Italian Trade Commission
“Beauty Made in Italy” recently hosted the traveling exhibition Leonardo: Genius and Beauty in New York at the Italian Trade Commission. The exhibit has already shown in Bologna, in Venice, and will end 2019 in Milan at Casa degli Atellani, the house that hosted Leonardo da Vinci during his stay in Milan when he painted “The Last Supper.”
The exhibition celebrates da Vinci's discoveries in the field of cosmetics and aesthetics, from his original methods of infusion for extracting fragrances to recipes for lightening and coloring hair. His singular genius is explored through the role beauty played in the courts of Renaissance Italy. Da Vinci, a court regular, put his discoveries to the test on the It-Girls of the day including Isabella d'Este, Caterina Sforza, Caterina de' Medici, and Lucrezia Borgia. Here are some of the areas in which da Vinci applied his big brain to beauty:
Perfume
Lavender in drawers, orange pomanders hung from bed posts, and herbs strewn on a rush floor. These were ways to create a fragrant environment and to mask the scent of infrequently-bathed bodies. The love of perfumes in Italy became an obsession in the Renaissance.

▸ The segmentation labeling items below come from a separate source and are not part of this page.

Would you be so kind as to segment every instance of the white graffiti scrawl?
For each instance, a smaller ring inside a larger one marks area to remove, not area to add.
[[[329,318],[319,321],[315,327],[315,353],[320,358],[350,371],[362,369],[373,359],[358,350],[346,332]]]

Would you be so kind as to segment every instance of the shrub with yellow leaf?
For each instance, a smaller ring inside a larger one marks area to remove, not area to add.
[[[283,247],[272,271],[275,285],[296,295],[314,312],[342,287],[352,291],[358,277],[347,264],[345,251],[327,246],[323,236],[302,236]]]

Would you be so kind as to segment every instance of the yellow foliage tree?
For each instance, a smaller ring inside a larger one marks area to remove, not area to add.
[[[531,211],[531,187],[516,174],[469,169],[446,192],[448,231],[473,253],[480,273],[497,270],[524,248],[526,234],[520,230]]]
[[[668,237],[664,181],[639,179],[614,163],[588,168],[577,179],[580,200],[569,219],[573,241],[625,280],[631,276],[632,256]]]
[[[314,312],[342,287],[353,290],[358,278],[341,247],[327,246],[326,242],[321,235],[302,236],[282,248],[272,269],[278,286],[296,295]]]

Everything had to be perfumed: hats, shoes, gloves, stockings, shirts, even coins. Da Vinci always took a lively interest in chemical processes, conducting many experiments himself: he explored how to extract dyes, perfumes, oils and poisons from plants and flowers, experimenting with the techniques of distilling and that of enfleurage, a procedure of extraction that enables delicate flowers to be treated without using heat and that can be compared to steeping to release the fragrant oils.

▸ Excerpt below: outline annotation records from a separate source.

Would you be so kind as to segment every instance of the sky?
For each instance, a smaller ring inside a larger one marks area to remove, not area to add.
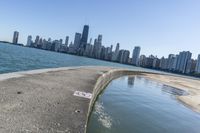
[[[90,26],[89,38],[103,35],[103,45],[141,54],[200,54],[200,0],[0,0],[0,40],[27,36],[74,40]]]

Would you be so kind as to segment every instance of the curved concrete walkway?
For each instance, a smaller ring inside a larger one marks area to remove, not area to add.
[[[105,85],[133,73],[79,67],[1,74],[0,133],[83,133],[93,103]],[[89,94],[91,99],[84,97]]]
[[[189,93],[178,99],[200,112],[200,80],[110,67],[0,74],[0,133],[84,133],[98,94],[113,79],[140,74]]]

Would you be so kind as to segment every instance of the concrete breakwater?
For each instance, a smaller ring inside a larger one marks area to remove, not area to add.
[[[84,133],[97,96],[124,75],[184,89],[190,95],[178,99],[199,109],[199,80],[111,67],[16,72],[0,75],[0,133]]]
[[[1,133],[83,133],[98,94],[137,72],[110,67],[33,70],[0,75]],[[92,94],[91,99],[74,95]]]

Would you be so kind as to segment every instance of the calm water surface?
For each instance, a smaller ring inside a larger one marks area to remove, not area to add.
[[[0,73],[69,66],[151,71],[0,43]],[[199,133],[199,114],[179,103],[175,95],[185,92],[140,77],[114,80],[96,102],[88,133]]]
[[[87,133],[200,133],[200,115],[179,89],[139,76],[112,81],[95,103]]]

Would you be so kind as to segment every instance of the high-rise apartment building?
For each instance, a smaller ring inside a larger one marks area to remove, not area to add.
[[[32,44],[32,36],[28,36],[26,46],[30,47]]]
[[[192,53],[189,51],[180,52],[177,58],[175,71],[180,72],[180,73],[185,73],[187,64],[191,60],[191,57],[192,57]]]
[[[87,45],[88,40],[88,34],[89,34],[89,25],[84,25],[82,37],[81,37],[81,48],[85,49]]]
[[[68,46],[68,44],[69,44],[69,36],[66,36],[66,38],[65,38],[65,46]]]
[[[197,64],[196,64],[195,72],[200,73],[200,54],[198,55],[198,58],[197,58]]]
[[[76,50],[80,48],[80,43],[81,43],[81,33],[75,33],[74,47]]]
[[[141,48],[139,46],[136,46],[133,50],[132,64],[135,66],[139,66],[140,50]]]
[[[18,38],[19,38],[19,32],[15,31],[13,35],[13,43],[17,44],[18,43]]]

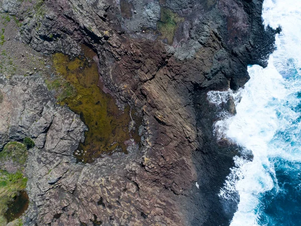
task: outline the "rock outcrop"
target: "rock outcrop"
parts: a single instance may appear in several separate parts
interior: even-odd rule
[[[16,14],[17,5],[3,2]],[[77,164],[72,153],[86,129],[78,117],[55,105],[38,78],[3,82],[1,145],[25,136],[37,144],[27,164],[25,225],[228,225],[235,203],[217,193],[239,149],[217,143],[218,109],[207,92],[237,90],[248,64],[266,65],[279,31],[263,27],[262,1],[40,3],[20,6],[19,39],[45,54],[93,48],[100,81],[141,112],[144,130],[128,154]]]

Smooth was in during the Renaissance, too. Well-born (read: those with the luxury of time) women used depilatory pastes made of caustic, hair-melting substances or tear-off strips with adhesive resins to remove unwanted body hair. It is quite possible that da Vinci may have thought up recipes for removal to recommend to court ladies. Beauty knowns no pain.
Famously ginger, when da Vinci was going grey, he found he could make a colored rinse from boiling chestnuts that might mask those pesky greys. He also knew how to help his lady friends go lighter with solutions that contained lye and then harnessed the power of sun to lift them to Ventian or Florentine Gold.
Fun Fact
The exhibit also features the story of a purchase made on August 29, 1514, by Lisa Gherardini, aka Mona Lisa, listed in the records of the convent of St. Ursual in Florence. She bought a distillate of snail water, a clarifying lotion whose purpose was to “remove the sun from the face." An article in The Guardian suggests that snail water wasn't so much a face brightener as it was a treatment for syphilis. Regardless, she made the purchase at the apothecary nearly ten years after posing for da Vinci but this may explain that famously enigmatic Mona Lisa smile.